Wenn wir uns die Markt- und Produktstrategien globaler Player im e-Commerce ansehen – wie beispielsweise eBay mit Paypal, Facebook mit Facebook-Credits oder Google mit Google-Wallet – dann halte ich diese Interpretation von Amazons Schritt für sehr abwegig. Amazon Payments positioniert sich eindeutig als ein neuer Service für den e-Commerce. Es findet demnach eine klare Diversifizierung vom bisherigen Angebot eines Online-Marktplatzes statt. Amazon verfolgt mit der Bezahlfunktion das Ziel, sich als E-Payment-Anbieter zu etablieren – und nicht, ein zusätzliches Marktforschungsinstrument an die Hand zu bekommen. Dass sich das Unternehmen hier seines mit einem hohen Bekanntheitsgrad ausgestatteten Brands und vorhandener Kundendaten mit bereits hinterlegten Karten-oder Kontoinformationen bedient, liegt auf der Hand.
Der Nebeneffekt, dass auf diese Weise unzählige neue Verbraucher auf der Amazon-Seite landen, ist aber schon beachtlich.

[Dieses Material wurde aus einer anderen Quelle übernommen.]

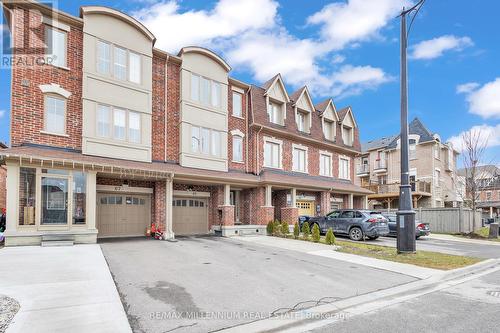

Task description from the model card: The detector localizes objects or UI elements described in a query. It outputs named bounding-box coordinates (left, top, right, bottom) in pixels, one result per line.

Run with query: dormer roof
left=315, top=98, right=339, bottom=121
left=262, top=74, right=290, bottom=103
left=338, top=106, right=357, bottom=127
left=290, top=86, right=315, bottom=113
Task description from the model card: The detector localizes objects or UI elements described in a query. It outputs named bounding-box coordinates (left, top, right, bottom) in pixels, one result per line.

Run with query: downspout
left=256, top=126, right=263, bottom=175
left=164, top=55, right=169, bottom=162
left=245, top=88, right=249, bottom=173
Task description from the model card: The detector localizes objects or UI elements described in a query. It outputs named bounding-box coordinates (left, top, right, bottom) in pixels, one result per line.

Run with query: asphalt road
left=100, top=236, right=417, bottom=333
left=339, top=235, right=500, bottom=259
left=312, top=267, right=500, bottom=333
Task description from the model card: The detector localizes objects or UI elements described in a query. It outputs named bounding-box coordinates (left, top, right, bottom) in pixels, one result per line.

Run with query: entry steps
left=41, top=234, right=75, bottom=247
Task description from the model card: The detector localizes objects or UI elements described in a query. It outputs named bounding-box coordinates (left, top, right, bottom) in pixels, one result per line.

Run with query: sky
left=0, top=0, right=498, bottom=165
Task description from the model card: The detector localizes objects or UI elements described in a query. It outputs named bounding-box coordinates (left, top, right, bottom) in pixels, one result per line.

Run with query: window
left=434, top=169, right=441, bottom=186
left=72, top=172, right=86, bottom=225
left=200, top=77, right=210, bottom=105
left=97, top=105, right=111, bottom=137
left=233, top=92, right=242, bottom=117
left=434, top=144, right=441, bottom=159
left=113, top=109, right=126, bottom=140
left=409, top=139, right=417, bottom=159
left=339, top=157, right=350, bottom=179
left=293, top=147, right=307, bottom=173
left=378, top=175, right=387, bottom=185
left=342, top=126, right=353, bottom=146
left=97, top=41, right=111, bottom=74
left=128, top=112, right=141, bottom=143
left=45, top=96, right=65, bottom=134
left=201, top=128, right=210, bottom=154
left=268, top=101, right=283, bottom=125
left=211, top=130, right=221, bottom=157
left=45, top=26, right=66, bottom=67
left=324, top=120, right=335, bottom=141
left=129, top=52, right=141, bottom=83
left=233, top=135, right=243, bottom=162
left=320, top=154, right=332, bottom=177
left=486, top=191, right=492, bottom=201
left=191, top=127, right=200, bottom=152
left=41, top=177, right=69, bottom=225
left=19, top=168, right=36, bottom=226
left=264, top=141, right=280, bottom=168
left=113, top=46, right=127, bottom=80
left=297, top=112, right=307, bottom=132
left=211, top=81, right=221, bottom=108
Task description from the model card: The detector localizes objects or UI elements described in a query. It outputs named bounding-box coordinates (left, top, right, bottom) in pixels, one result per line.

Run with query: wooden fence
left=386, top=207, right=482, bottom=234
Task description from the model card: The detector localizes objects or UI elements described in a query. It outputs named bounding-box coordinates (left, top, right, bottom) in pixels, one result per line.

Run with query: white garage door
left=97, top=193, right=151, bottom=237
left=172, top=197, right=208, bottom=235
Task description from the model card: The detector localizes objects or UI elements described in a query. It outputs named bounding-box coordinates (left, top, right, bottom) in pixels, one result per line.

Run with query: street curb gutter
left=218, top=259, right=500, bottom=333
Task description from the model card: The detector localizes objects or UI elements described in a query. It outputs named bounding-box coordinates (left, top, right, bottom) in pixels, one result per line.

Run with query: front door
left=230, top=191, right=241, bottom=224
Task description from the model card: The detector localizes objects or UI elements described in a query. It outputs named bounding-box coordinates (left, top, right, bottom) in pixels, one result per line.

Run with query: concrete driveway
left=100, top=236, right=417, bottom=333
left=0, top=245, right=131, bottom=333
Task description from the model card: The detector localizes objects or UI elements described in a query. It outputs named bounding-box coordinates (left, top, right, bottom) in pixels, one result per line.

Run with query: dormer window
left=323, top=119, right=335, bottom=141
left=268, top=100, right=283, bottom=125
left=297, top=111, right=307, bottom=132
left=342, top=126, right=353, bottom=146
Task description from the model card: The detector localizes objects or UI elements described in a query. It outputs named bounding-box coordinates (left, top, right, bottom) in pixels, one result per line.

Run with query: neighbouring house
left=0, top=1, right=370, bottom=246
left=0, top=142, right=7, bottom=211
left=457, top=165, right=500, bottom=219
left=356, top=118, right=461, bottom=210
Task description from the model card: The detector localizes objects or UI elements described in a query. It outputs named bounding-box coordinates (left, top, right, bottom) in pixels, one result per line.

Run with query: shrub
left=272, top=220, right=282, bottom=237
left=293, top=223, right=300, bottom=239
left=312, top=224, right=320, bottom=243
left=266, top=220, right=274, bottom=235
left=301, top=222, right=310, bottom=240
left=325, top=228, right=335, bottom=245
left=281, top=221, right=290, bottom=236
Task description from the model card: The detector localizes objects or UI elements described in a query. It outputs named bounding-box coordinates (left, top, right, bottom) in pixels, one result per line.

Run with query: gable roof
left=289, top=86, right=305, bottom=102
left=261, top=74, right=290, bottom=102
left=262, top=74, right=280, bottom=90
left=315, top=99, right=332, bottom=114
left=386, top=117, right=435, bottom=149
left=290, top=86, right=315, bottom=113
left=361, top=135, right=398, bottom=152
left=337, top=106, right=357, bottom=127
left=457, top=165, right=500, bottom=178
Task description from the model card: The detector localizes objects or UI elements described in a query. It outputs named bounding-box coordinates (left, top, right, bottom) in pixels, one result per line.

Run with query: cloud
left=448, top=124, right=500, bottom=152
left=306, top=0, right=411, bottom=50
left=458, top=78, right=500, bottom=119
left=134, top=0, right=398, bottom=98
left=410, top=35, right=473, bottom=60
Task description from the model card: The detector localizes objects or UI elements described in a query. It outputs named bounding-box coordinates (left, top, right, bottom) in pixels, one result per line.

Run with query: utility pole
left=397, top=0, right=425, bottom=254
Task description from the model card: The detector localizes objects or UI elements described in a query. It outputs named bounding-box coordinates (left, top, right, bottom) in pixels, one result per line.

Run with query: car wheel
left=349, top=227, right=363, bottom=241
left=368, top=236, right=379, bottom=240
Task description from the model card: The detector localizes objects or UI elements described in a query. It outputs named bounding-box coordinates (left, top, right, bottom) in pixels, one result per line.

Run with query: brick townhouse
left=0, top=1, right=371, bottom=246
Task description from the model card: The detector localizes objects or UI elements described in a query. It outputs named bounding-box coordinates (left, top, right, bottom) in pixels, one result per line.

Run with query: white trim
left=96, top=184, right=153, bottom=194
left=41, top=16, right=70, bottom=32
left=39, top=84, right=71, bottom=99
left=263, top=74, right=290, bottom=103
left=319, top=150, right=333, bottom=177
left=263, top=136, right=283, bottom=169
left=231, top=86, right=245, bottom=94
left=338, top=155, right=351, bottom=180
left=230, top=129, right=245, bottom=138
left=292, top=143, right=308, bottom=173
left=173, top=190, right=211, bottom=198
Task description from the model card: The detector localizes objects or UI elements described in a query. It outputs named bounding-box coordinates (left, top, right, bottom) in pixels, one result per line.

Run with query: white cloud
left=410, top=35, right=473, bottom=60
left=307, top=0, right=411, bottom=50
left=458, top=78, right=500, bottom=119
left=134, top=0, right=397, bottom=98
left=0, top=110, right=5, bottom=119
left=448, top=124, right=500, bottom=152
left=456, top=82, right=479, bottom=94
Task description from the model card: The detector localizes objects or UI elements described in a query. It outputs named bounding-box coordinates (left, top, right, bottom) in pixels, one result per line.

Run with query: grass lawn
left=332, top=239, right=483, bottom=270
left=454, top=226, right=500, bottom=243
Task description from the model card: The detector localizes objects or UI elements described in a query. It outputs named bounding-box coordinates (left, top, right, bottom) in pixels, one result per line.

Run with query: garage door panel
left=172, top=197, right=208, bottom=235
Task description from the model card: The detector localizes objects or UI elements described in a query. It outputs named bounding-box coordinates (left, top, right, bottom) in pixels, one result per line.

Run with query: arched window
left=39, top=84, right=71, bottom=135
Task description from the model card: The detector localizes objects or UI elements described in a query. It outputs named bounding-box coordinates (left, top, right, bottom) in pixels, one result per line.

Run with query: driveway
left=0, top=245, right=131, bottom=333
left=100, top=236, right=417, bottom=333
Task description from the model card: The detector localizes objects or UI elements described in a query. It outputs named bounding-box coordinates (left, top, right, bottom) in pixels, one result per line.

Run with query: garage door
left=296, top=200, right=315, bottom=216
left=172, top=197, right=208, bottom=235
left=97, top=193, right=151, bottom=237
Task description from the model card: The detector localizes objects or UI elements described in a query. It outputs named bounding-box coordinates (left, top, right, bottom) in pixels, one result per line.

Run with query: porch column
left=348, top=194, right=354, bottom=209
left=364, top=196, right=369, bottom=209
left=86, top=171, right=97, bottom=231
left=224, top=184, right=231, bottom=206
left=265, top=185, right=272, bottom=207
left=164, top=176, right=174, bottom=240
left=5, top=164, right=20, bottom=235
left=290, top=188, right=297, bottom=207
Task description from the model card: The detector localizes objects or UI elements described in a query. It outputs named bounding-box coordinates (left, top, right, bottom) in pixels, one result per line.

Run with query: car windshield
left=368, top=212, right=385, bottom=219
left=327, top=211, right=341, bottom=218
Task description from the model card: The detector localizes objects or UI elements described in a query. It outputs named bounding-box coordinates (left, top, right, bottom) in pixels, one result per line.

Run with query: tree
left=301, top=222, right=310, bottom=240
left=325, top=228, right=335, bottom=245
left=293, top=223, right=300, bottom=239
left=311, top=224, right=320, bottom=242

Dass Verbraucher durch Amazon Payments auf amazon.de geleitet werden, ist in meinen Augen nicht das Thema. Schließlich wird der Käufer erst nach seiner Kaufentscheidung in einem Onlineshop im Rahmen des Checkoutprozesess auf Amazon aufmerksam. Und: Vergleiche zu den Produkten und Preisen führt der Konsument viel früher durch. Entweder nutzt er die vielfältigen Preisvergleichsanbieter im Netz oder geht einfach direkt auf amazon.de. Im Übrigen bin ich davon überzeugt, dass wir mittelfristig auch Daten von anderen Unternehmen, die sie über ihr Kerngeschäft generiert haben, für neue Dienstleistungen nutzen werden. Ich denke hier z.B. an Telekommunikationsanbieter. Für den Verbraucher selbst stehen eindeutig die Convenience beim Bezahlen und der komfortable Check-out im Vordergrund. Deshalb glaube ich auch, dass sich eher die anderen Payment-Anbieter, insbesondere globale Brands wie Mastercard oder VISA, Gedanken machen müssen als die Online-Händler selbst.
Nochmal zurück zu den Auswirkungen für Onlinshops: Amazon Marketplace hat damals auch vielen Händlern Marktanteile abgegraben.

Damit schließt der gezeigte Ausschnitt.